This was because it predicted that the mediating particles for the weak force, the W and Z bosons, should be massless. In reality, experiments showed that the W and Z bosons had mass. Now, physicists either had to discard the gauge theory approach to the weak force or find a separate explanation for why the W and Z bosons had mass.
In a set of papers written in the early 1960s, Peter Higgs, Robert Brout, Francois Englebert, and other physicists suggested how the W and Z bosons could have mass without violating the principle of gauge invariance. They suggested that a field (“Higgs field”) is present throughout the universe. This field interacts with the W and Z bosons, giving rise to mass.
They developed the ideas of Yoichiro Nambu, who suggested in 1960 the idea of spontaneous symmetry breaking, a crucial lead in the matter.
A general feature of modern particle physics is that every field has an associated mediator particle. In the case of the Higgs field, the associated particle was the Higgs boson, the so-called “God particle“. This theoretical prediction happened at the same time the Higgs field was predicted, in the 1960s.

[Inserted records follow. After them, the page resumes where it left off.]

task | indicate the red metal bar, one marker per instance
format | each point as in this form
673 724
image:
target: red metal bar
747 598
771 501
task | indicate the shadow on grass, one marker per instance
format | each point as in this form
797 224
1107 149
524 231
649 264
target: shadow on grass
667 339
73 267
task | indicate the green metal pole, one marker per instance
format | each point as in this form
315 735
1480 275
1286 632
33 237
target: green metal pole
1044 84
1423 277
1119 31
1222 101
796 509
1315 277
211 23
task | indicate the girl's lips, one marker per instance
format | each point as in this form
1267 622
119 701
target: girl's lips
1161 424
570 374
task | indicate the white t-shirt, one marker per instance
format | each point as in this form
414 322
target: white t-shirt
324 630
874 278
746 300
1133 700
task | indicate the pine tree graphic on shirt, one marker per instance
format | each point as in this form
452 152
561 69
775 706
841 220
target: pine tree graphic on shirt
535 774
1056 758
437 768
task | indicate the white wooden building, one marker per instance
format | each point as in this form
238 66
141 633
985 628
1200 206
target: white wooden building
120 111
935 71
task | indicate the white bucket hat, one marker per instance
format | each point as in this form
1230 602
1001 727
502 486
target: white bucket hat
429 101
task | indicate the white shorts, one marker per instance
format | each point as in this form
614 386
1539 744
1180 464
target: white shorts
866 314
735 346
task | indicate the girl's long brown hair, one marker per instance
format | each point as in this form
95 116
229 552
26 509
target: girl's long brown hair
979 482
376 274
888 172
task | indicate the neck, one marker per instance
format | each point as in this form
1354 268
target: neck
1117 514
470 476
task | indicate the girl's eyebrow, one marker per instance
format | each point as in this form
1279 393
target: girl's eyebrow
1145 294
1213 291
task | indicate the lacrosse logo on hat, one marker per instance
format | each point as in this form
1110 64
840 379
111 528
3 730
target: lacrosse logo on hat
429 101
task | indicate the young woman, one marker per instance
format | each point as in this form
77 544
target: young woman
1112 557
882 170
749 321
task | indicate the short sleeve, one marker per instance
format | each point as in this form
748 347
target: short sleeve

However, the actual detection of the Higgs Boson took much longer.
The way physicists went about finding the Higgs boson was using equipment called particle accelerators. They are immensely long tubes in which particles are taken to high velocities and made to collide. In the process, the particles form and decay, giving off a series of other particles as predicted by theory.
Physicists knew the properties and decay process of the Higgs boson from theory, so all they had to look out for any sign of these particles. This was easier said than done for several reasons. For one, the energy required in the collisions to produce the Higgs boson was very high. The technology required to get there took several decades, all the way into the 2000s and 2010s.
Further, most decay products of the Higgs boson are commonplace and turn up in other particle collisions. Separating the real Higgs boson decay products from the rest was not easy. Only a few decay products were distinctive, but these were produced rarely.
Along with all this, the production of Higgs bosons is also relatively rare. All in all, the physicists had to perform trillions of collisions before the evidence for the Higgs boson turned up in 2012.
The Higgs boson was discovered in June 2012, by two teams working in the Large Hadron Collider (LHC), the world’s largest particle collider. The particle was first identified as consistent with the Higgs boson. Its properties, such as its mass and spin, gave strong indications of the fact. Further, in July, a third independent set of evidence gave further confirmation of the fact.
The formal announcement by CERN that the particle was indeed the Higgs boson came out the next year, in 2013.
The Higgs boson was the last proposition of the Standard Model that needed verification. Its discovery settled this issue. It also opened up new areas of research in physics, possibly leading to “new physics” – physics that is beyond the Standard Model.
There is much to be known about this particle too, such the mystery about its own mass, which is not predicted in theory but must be calculated. It is expected that in answering these questions particle physics will go a long way ahead, and help us gain a deeper understanding of the universe.